When there is effort visible enough for the prospective good characters and considerable story line which fails as a collective one, it does make it hard and sorry for the creators of a movie. “Charlie Bartlett” which has some original characters wandering around some of the stereotypic ones fails a bit even though there are some good performances and a great character study. The connection with us is never made or to be precise there is depletion of overall film experience even with a satisfying end.
Charlie Bartlett (Anton Yelchin) is a kid pushed into being an adult in a wealthy family to take care of his mother Marilyn (Hope Davis) who is been in a numb state of emotion because of depression and medication. And he does like it when we get to see him getting involved in counseling the students and even starts prescribing medication. With an on call psychiatrist for the family, it is made to appear that he can easily convince the doc to get more drugs. Being kicked out of private school for running a fake license entrepreneur, in the new public school he wants to be noticed as any other kid.

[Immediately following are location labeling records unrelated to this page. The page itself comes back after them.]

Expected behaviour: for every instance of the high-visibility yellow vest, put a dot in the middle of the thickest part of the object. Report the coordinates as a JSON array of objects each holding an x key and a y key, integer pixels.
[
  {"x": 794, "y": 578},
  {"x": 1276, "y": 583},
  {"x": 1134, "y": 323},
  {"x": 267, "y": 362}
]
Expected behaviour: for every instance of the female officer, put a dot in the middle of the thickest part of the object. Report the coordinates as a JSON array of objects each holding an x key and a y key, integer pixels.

Anton Yelchin has the title character to play. We see Bartlett as the nerd but a different one. He is cool as cucumber in the most disastrous situation and we come to realize his trap of an adult exterior under his teenage skin only near the end. He has issues with his father who is not available to unburden him. His mother loves him and also in an emotionally paralyzed state in advocating or bringing up her son. He wants to be a teenager inside. And with the educational information of the school scenario through films, I take it as the age to be popular is in high school. As with most of the high school films, we do not see kids studying. We see them rebellious, bullies, nerds and a principal who is been hated. Here it is Principal Gardener (Robert Downey Jr.) who also has an emotional issue apart from having a teenage daughter Susan (Kat Dennings). Overall the surrounding people around Charlie are seriously messed up and have no clue in dealing with it. And Charlie is a man to hear them out which start from his fellow students.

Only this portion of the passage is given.